В книге «Национальный вопрос в России» им это примирение пропагандируется; с неутолимым раздражением, которое было бы отвратительно, если бы даже и не было так мелочно, он набрасывается на все партии, на память всех замечательных людей, в которых этому примирению предполагает видеть отпор. Сам он, ему кажется, является в нашей истории четвертым после Гостомысла, Владимира Св<ятого> и Петра : первый призвал Русь отречься от своего хаоса и призвать правителей из-за моря, второй — отрекся от язычества, чтобы покорить народ свой чужеземной вере, третий — чтобы покорить его чужеземным формам быта, сложения.

И, наконец, на наших глазах, и опять Владимир, но только еще не канонизированный, зовет ее совершить новый несравненно высший акт отречения — от веры своей истинной, от древней Церкви . Его роль ему кажется более высокой, чем трех его предшественников : он вспоминает великого еврейского законодателя, — и слова, которыми тот заключил свой закон, страшная клятва, которою он заклял народ до конца сохранять этому закону верность, он повторяет, не в конце только, но перед изложением своей доктрины:

«…По своему историческому положению и по национальному характеру и миросозерцанию Россия должна сделать почин в этой новой положительной реформации.

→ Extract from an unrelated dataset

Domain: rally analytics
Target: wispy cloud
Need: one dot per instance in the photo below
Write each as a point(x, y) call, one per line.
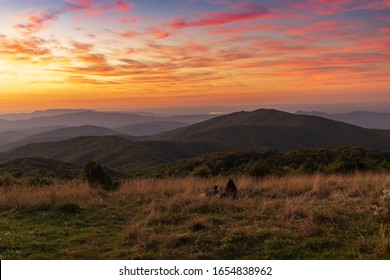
point(241, 13)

Исполнит ли она свою нравственную обязанность — мы предсказать не можем. Мы не признаем предопределения ни в личной, ни в народной жизни. Судьба людей и наций, пока они живы, в их доброй воле. Одно только мы знаем наверное : если Россия не исполнит своего нравственного долга, если она не отречется, если она не откажется… если она не возжелает и т. д.

„Призываю во свидетели небо и землю; жизнь и смерть положил я ныне пред лицом вашим — благословение и проклятие; избери же жизнь, да живешь ты и семя твое“ Второз. 30, 19 (Предисловие к „Национ<альному> вопросу в России“. С. IX).

Совсем Моисей… недостает только Синая; недостает сияния около головы, или, быть может, оно чудится? И чудится, кажется, дивящийся на пророка своего народ, благоговейно слушающий его слова, и не теперь — завтра имеющий принять их как высший руководительный принцип в выборе для себя исторических путей.

Все остальное — хлопоты „пророка“ около „своего народа“. Мы делаемся свидетелями, как во всеуслышание утверждается , что инквизиция зародилась на Востоке, и подразумевается, что это он, мрачный, гнусный, передал это адское свое изобретение католическому Западу, который без него, быть может, пребыл бы кроток и милосерд к заблуждающимся в вере. Университеты и академии изумлены открытием, печатаются древние тексты; филологи толкуют название учреждения; требуются справки в Thésaurus linguae graecae; и наконец, все удостоверяются, что что-то в этом роде если и не было, то почти было, или хотело, или могло быть, если не в этом, то в том веке, но действительно на Востоке, среди Православной Церкви, которая в споре все-таки пошатнулась немного в предполагавшейся всегда чистоте ее от этого гнусного учреждения Католической Церкви. Наша местная Церковь как печали всех истинных ее сынов, вот уже два века лишена внешней свободы жизни, — конечно, временно, конечно, к испытанию только нашего терпения, но тот же „пророк“ отыскивает в „Камне веры“ Стефана Яворского несколько строк, и умолчав, что они навеяны были с Запада и чуть ли не прямо взяты из какого-нибудь католического богослова, говорит, что они оправдывают лишение Церкви прежней свободы и ограничение ее во внешнем устроении и жизни светскою властью . Умалчивается о всем колоссальном, что режет глаза, как иезуитский орден, как кровожадный парад при сожжении еретиков; умалчивается история и поднимается вихрь слов , слов, которые ведь могут же, наконец, заслонить от современников, столь забывчивых, столь легкомысленных, действительность, и, как бы загипнотизировать их, в самом деле заставить думать, что и пророк, и Синай, и скрижали — вот они: ему остается встать и пойти.